New confusion in individuals taking Cimetidine should prompt assessment of renal function; consider alternatives if necessary.
Persistent reflux symptoms in patients solely taking antacids may necessitate escalation to H2 blockers or PPIs while evaluation is conducted.

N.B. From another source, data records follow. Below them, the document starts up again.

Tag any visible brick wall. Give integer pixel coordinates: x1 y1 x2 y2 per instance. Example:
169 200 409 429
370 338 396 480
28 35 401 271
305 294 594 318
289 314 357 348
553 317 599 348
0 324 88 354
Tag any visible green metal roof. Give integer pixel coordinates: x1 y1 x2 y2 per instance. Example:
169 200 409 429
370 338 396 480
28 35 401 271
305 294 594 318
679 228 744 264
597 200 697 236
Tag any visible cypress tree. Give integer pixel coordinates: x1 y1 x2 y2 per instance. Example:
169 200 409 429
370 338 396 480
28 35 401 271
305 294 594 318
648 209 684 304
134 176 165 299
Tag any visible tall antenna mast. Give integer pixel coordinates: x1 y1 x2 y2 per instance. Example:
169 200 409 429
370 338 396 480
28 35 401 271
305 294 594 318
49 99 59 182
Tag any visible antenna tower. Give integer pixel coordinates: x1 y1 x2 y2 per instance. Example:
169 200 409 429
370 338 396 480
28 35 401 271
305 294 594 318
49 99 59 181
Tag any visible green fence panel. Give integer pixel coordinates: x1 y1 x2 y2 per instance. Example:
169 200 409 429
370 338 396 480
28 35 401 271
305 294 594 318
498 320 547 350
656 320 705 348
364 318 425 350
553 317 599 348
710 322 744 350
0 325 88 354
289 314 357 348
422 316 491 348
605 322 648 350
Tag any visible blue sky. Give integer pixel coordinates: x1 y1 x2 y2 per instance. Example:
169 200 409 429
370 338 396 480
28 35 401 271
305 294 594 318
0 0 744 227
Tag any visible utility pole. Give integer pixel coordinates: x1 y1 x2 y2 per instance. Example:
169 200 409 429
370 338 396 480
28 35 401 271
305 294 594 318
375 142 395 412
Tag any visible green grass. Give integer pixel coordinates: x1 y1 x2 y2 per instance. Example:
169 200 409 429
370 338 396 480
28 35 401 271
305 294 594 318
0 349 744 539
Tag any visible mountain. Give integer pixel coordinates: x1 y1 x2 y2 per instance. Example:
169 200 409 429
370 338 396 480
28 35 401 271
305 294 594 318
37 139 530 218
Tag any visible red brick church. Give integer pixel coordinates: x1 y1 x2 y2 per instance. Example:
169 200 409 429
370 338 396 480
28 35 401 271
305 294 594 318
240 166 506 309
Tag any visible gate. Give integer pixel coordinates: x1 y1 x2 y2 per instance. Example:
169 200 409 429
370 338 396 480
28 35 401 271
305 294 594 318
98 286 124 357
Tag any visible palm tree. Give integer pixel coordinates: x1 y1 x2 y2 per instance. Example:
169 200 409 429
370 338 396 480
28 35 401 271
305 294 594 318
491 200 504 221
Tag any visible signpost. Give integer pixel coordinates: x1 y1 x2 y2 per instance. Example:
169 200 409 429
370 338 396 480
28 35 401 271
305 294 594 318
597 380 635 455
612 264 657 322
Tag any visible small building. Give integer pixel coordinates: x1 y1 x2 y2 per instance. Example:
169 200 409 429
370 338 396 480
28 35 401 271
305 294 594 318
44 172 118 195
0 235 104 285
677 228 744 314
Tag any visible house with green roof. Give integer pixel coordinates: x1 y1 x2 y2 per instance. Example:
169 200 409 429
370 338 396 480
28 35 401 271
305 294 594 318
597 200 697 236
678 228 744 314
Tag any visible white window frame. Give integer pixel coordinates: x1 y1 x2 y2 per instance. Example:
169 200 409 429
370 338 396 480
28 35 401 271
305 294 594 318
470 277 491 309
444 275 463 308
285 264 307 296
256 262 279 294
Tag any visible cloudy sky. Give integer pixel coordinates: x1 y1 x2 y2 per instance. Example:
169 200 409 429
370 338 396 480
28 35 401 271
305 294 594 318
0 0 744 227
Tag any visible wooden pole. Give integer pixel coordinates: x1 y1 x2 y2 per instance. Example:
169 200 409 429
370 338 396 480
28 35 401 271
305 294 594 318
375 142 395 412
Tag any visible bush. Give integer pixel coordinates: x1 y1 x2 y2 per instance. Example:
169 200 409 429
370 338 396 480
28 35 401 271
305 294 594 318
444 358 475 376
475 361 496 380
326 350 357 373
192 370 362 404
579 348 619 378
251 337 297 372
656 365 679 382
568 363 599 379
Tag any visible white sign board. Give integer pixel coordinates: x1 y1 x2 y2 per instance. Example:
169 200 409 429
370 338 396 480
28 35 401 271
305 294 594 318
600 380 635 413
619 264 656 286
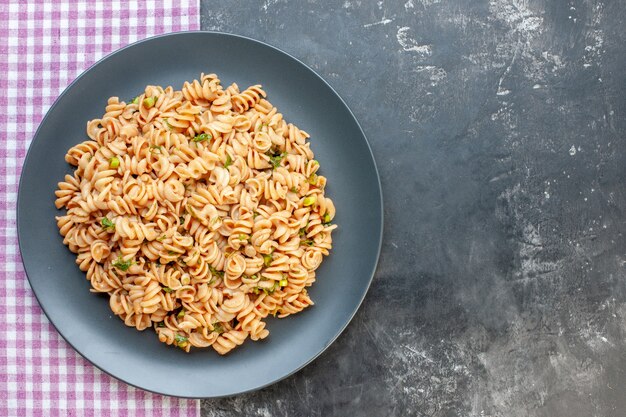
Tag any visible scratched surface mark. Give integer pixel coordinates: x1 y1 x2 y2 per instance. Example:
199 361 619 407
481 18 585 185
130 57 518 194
202 0 626 417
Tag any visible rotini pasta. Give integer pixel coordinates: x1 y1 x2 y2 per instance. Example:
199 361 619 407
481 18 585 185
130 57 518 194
55 74 337 355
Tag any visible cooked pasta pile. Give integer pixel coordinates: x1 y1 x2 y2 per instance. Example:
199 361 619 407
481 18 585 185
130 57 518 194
55 74 336 354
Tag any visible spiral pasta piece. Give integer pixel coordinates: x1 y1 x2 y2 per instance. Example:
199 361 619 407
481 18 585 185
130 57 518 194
54 74 337 355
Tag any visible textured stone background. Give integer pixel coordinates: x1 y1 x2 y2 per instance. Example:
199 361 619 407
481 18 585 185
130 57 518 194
202 0 626 417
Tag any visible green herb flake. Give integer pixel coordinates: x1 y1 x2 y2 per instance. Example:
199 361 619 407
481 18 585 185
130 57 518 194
113 256 134 272
263 281 280 295
209 266 224 278
143 97 156 109
191 133 213 142
187 204 198 218
174 333 189 347
109 156 120 169
302 195 317 207
224 154 233 169
270 152 287 168
100 217 115 232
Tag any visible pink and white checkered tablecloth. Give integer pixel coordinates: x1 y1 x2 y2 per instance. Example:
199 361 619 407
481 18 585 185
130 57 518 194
0 0 200 417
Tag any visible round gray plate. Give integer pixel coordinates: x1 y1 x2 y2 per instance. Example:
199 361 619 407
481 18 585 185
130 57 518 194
17 32 383 398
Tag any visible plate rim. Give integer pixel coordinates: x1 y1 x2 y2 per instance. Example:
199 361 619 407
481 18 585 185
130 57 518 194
15 30 385 400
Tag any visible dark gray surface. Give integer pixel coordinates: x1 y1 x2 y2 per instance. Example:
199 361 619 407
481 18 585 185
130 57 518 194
202 0 626 417
17 33 382 397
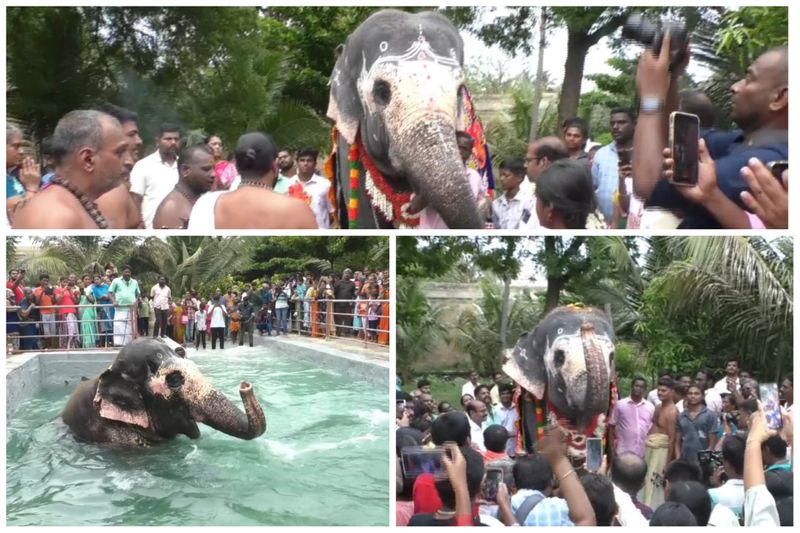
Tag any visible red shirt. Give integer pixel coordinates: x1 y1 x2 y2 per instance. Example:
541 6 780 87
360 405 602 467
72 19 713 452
6 280 25 305
33 287 56 315
53 287 78 316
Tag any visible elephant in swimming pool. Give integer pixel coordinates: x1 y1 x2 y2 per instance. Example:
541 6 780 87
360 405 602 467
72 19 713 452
327 9 483 229
61 339 267 446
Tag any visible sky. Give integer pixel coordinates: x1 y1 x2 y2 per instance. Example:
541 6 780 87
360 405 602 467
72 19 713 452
461 8 709 93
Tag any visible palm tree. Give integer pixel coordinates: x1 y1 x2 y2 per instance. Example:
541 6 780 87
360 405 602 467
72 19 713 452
18 236 141 279
453 276 540 374
130 236 260 294
663 237 794 380
396 277 447 375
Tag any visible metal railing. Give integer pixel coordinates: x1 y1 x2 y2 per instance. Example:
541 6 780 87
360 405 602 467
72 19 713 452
6 299 391 351
6 304 138 352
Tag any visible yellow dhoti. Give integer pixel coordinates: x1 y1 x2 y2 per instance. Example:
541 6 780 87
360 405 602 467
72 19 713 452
642 433 669 509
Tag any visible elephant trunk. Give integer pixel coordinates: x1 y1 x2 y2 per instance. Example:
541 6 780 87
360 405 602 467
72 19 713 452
395 118 483 229
581 324 609 414
192 381 267 440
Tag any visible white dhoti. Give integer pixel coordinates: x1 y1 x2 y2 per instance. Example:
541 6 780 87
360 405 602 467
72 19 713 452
114 307 133 346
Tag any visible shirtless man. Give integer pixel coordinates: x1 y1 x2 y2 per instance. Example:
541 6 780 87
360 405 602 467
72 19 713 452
642 377 678 509
153 144 214 229
11 110 132 229
97 104 144 229
189 132 317 230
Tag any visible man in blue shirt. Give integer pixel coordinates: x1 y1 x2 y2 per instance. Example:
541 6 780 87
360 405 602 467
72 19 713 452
634 37 789 229
592 108 636 222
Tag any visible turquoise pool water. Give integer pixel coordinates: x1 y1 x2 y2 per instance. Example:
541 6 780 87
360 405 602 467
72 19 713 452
6 347 389 526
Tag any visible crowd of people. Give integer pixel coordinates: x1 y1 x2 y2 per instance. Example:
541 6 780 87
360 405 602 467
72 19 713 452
396 359 794 527
492 36 789 230
6 264 390 350
6 104 334 230
6 36 789 230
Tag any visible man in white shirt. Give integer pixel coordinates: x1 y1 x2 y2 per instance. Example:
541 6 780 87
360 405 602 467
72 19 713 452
130 123 181 229
714 357 739 394
495 384 518 457
290 148 333 229
519 137 569 230
150 276 172 337
492 158 536 229
467 400 489 453
694 368 722 414
461 370 480 398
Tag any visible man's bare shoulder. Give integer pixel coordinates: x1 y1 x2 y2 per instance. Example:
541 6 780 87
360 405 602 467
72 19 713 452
216 189 317 229
11 187 88 229
153 191 188 229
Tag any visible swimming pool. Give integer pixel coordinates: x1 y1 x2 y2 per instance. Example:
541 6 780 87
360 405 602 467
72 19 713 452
6 346 389 526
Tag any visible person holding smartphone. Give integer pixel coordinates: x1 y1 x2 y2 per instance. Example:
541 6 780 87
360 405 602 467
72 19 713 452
634 34 789 229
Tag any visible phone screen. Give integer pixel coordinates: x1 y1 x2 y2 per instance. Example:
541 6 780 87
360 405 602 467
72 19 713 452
670 112 700 186
586 437 603 472
400 446 447 479
767 161 789 180
483 468 503 502
758 383 783 429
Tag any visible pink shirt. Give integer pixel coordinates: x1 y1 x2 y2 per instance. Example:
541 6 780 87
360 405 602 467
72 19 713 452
608 397 656 458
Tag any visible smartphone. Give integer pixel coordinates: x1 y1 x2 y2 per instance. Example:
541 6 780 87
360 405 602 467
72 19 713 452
586 437 603 472
400 446 447 480
669 111 700 187
767 161 789 180
483 468 503 502
758 383 783 429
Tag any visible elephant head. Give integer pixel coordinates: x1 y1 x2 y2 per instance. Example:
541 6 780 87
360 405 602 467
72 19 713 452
328 9 482 229
503 306 614 429
92 339 266 439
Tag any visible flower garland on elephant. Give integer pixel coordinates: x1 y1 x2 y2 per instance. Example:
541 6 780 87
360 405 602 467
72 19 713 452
324 86 495 229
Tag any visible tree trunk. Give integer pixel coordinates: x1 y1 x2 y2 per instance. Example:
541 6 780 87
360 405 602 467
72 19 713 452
500 277 511 350
528 7 547 144
558 32 591 129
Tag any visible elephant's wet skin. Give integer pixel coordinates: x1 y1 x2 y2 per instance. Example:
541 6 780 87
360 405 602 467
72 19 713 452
61 339 266 446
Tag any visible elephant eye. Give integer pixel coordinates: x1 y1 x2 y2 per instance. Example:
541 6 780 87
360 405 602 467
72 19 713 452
372 80 392 105
166 370 186 389
553 349 567 366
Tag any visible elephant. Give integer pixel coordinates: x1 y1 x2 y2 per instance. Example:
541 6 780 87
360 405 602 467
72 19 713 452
503 306 616 461
327 9 483 229
61 338 267 446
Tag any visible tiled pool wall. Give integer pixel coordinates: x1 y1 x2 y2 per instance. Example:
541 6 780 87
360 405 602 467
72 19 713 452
6 339 389 418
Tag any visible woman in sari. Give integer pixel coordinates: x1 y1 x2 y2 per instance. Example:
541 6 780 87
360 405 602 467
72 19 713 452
378 279 389 346
172 302 186 344
78 276 99 348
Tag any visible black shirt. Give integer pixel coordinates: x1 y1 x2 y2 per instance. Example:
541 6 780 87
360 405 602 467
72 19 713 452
408 513 483 526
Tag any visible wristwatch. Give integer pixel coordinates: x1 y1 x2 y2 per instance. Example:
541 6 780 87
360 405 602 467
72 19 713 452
639 96 664 114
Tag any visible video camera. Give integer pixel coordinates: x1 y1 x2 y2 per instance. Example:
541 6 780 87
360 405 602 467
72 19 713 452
622 14 687 70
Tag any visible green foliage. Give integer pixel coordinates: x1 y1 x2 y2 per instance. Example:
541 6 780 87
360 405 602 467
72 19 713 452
454 277 540 375
8 7 332 149
396 277 447 376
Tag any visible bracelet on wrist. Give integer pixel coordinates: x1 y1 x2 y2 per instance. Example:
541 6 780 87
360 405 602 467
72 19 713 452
558 468 578 482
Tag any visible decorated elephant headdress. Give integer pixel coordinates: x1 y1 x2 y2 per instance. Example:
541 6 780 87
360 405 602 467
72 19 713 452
503 306 617 462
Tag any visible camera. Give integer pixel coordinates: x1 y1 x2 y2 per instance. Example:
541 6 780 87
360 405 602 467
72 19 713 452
622 14 687 70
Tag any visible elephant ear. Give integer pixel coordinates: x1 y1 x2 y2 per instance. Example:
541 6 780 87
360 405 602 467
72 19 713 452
326 38 366 144
94 369 152 428
503 332 547 399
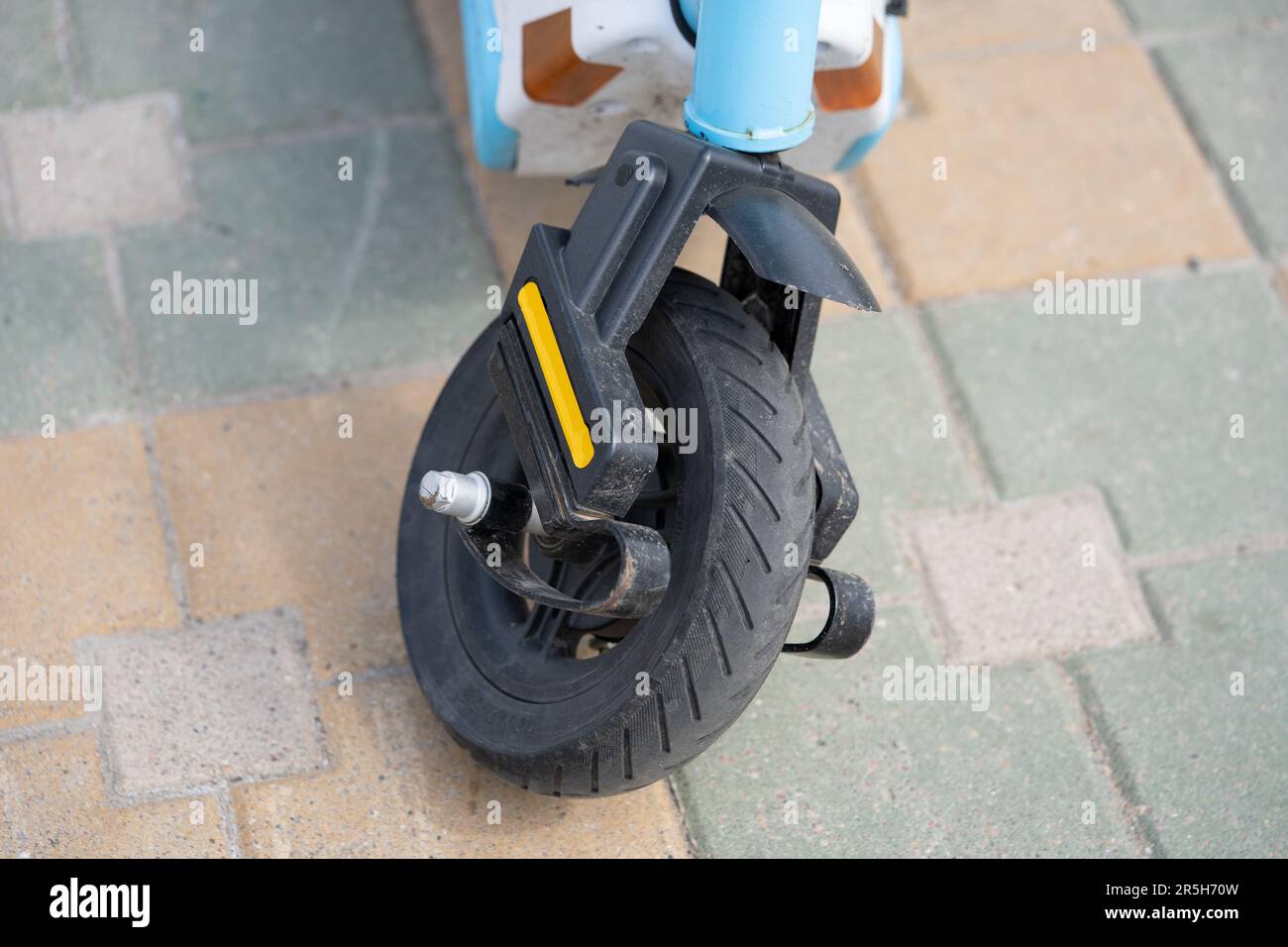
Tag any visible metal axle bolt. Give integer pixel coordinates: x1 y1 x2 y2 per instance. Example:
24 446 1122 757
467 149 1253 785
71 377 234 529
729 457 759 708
420 471 492 526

Severe diarrhea from Magnesium-based antacids or Misoprostol leads to reassessing therapy and hydration needs.
Significant Interactions
Cimetidine may increase the levels of Warfarin, Phenytoin, and Theophylline.
PPIs can reduce absorption of antifungal medications and may interact with Clopidogrel (Pantoprazole is preferred for such cases).
Be aware that Sucralfate can reduce absorption of Digoxin, Warfarin, Levothyroxine, and certain Fluoroquinolones.
High-Risk Populations
Patients with CKD should avoid Magnesium/Aluminum antacids due to the potential for accumulation.
Patients with heart failure or hypertension should avoid Sodium Bicarbonate due to fluid retention risks.
Pregnant individuals should avoid Misoprostol altogether.
Elderly patients are more susceptible to increased CNS effects with H2 blockers.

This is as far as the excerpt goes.